I brought a HP dv2000 series laptop a couple of years back and until recently it was working fine. But these days, it takes several attempts to boot the system. Even if it boots up successfully, the built-in wireless card doesn't work and after a couple of minutes the screen freezes displaying a weird distorted pattern of lines and grains.

A bit of googling revealed that there are many other folks with the same problem. The problem lies in the motherboard and over-heating of the NVidia graphics adaptor. HP has acknowledged this issue and has offered a HP Limited Warranty extension that expires after 24 months from the original purchase date. I came to know about this only after I started googling the issue. My laptop model and serial number qualifies for this limited warranty extension, but HP never communicated this to me even though they have my email address.
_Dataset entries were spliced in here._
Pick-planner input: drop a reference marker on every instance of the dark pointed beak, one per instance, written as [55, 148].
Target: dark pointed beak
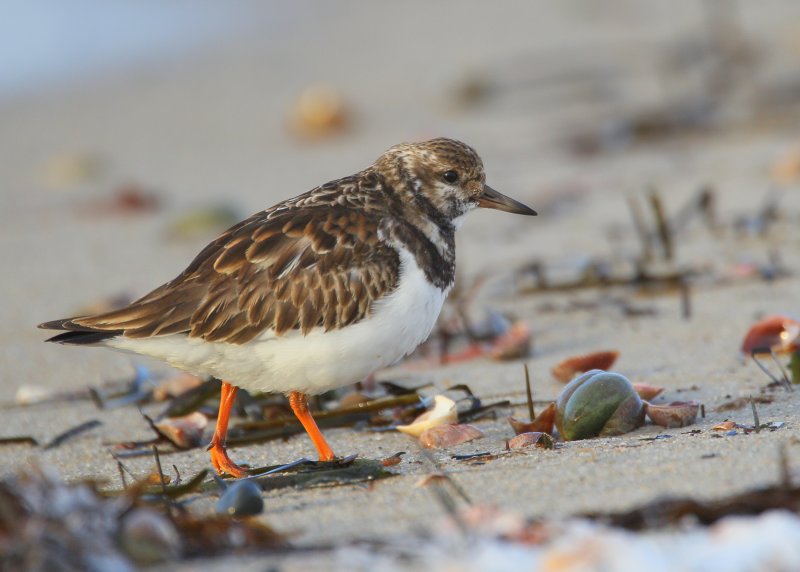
[491, 199]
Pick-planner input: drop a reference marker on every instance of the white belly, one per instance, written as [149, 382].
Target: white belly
[319, 360]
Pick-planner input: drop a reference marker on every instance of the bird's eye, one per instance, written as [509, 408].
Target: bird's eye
[450, 176]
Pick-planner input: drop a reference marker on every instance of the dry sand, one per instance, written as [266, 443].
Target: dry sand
[211, 127]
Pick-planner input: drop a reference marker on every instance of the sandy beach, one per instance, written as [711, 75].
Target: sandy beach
[553, 86]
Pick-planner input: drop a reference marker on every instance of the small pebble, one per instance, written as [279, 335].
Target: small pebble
[243, 498]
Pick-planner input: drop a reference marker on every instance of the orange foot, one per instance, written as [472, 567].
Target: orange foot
[223, 464]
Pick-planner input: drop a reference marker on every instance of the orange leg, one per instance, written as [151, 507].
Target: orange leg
[219, 456]
[299, 403]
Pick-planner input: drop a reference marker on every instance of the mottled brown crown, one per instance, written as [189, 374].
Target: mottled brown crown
[416, 171]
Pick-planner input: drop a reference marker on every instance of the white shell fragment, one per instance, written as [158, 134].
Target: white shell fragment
[443, 412]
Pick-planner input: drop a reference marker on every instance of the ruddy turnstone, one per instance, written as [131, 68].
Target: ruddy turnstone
[316, 292]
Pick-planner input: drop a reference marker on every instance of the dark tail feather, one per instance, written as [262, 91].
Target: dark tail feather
[75, 334]
[82, 338]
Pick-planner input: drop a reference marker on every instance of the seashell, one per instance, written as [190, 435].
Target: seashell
[647, 392]
[779, 334]
[444, 436]
[319, 111]
[148, 537]
[184, 432]
[352, 400]
[598, 403]
[532, 439]
[30, 394]
[514, 344]
[443, 412]
[676, 414]
[432, 479]
[543, 422]
[573, 366]
[242, 498]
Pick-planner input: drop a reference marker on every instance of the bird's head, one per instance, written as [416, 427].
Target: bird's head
[442, 176]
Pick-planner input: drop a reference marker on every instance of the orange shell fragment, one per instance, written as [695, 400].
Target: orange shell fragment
[779, 334]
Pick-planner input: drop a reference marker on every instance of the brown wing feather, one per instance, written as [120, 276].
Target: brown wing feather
[283, 269]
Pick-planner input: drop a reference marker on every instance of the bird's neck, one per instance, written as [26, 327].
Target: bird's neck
[425, 232]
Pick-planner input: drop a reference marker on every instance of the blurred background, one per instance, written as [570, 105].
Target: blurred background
[132, 132]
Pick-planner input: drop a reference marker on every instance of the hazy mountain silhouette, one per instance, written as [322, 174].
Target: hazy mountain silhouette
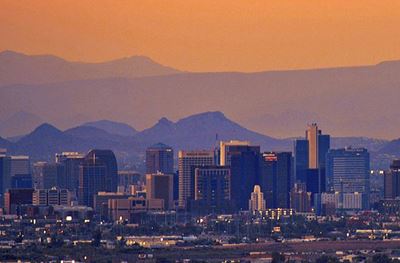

Unfortunately my laptop started giving trouble only recently and I'm well past the 24 month period. A call to HP was of no help. I tried to explain them that they had sold me a faulty product and that they are obliged to replace the motherboard for free. But they said that I do not qualify for the free service because I had purchased my laptop in Aug 2007 and hence was not within the 24 month period. Still I insisted that the laptop was OK during those 24 months and only recently it started giving me trouble. They failed to understand and accept my reasoning and said that they could service the laptop for ~$250. I understand that these days the life of laptops ismuch shorter, but still being asked to pay $250 for repairing a faulty product that was sold begs a dose of common sense.

I'm not surprised anymore by these tactics. One of the main reasons for the economic downturn and the recent financial turmoil was that business was being conducted with absolutely no ethics.

Mahakavi Bharathi once said:
"தனி ஒருவனுக்கு உணவில்லையெனில் ஜகத்தினை அழித்திடுவோம்"
(Even if a single man is to starve, let's destroy the world)

May sound like the words of a communist. But these companies should apply the same concept to their customers. Even if a single customer is genuinely unhappy or dissatisfied, money earned like this is as bad as money stolen.

This entry was posted on February 25, 2010 at Thursday, February 25, 2010 and is filed under . You can follow any responses to this entry through the comments feed .


I totally agree with your observation man! This says a lot about the character of the company and the personalities that lead it!

But there is another angle to it as well albeit unrelated to your case, Bharti-Walmart the Indian angle to the Walmart juggernaut, started with much fanfare in Punjab a year back. They had the same policy of a 90 day money back guarantee that they employ in US/Canada. Apparently it caught the imagination of so many punjabis that nearly 34% of things bought from Bharti-Walmart were either returned or exchanged, leading the firm to re-deploy bulk of its resources in engaging with exchange/return based transactions, where no value is added.

I believe, that this kind of return policy would never work in a country like ours.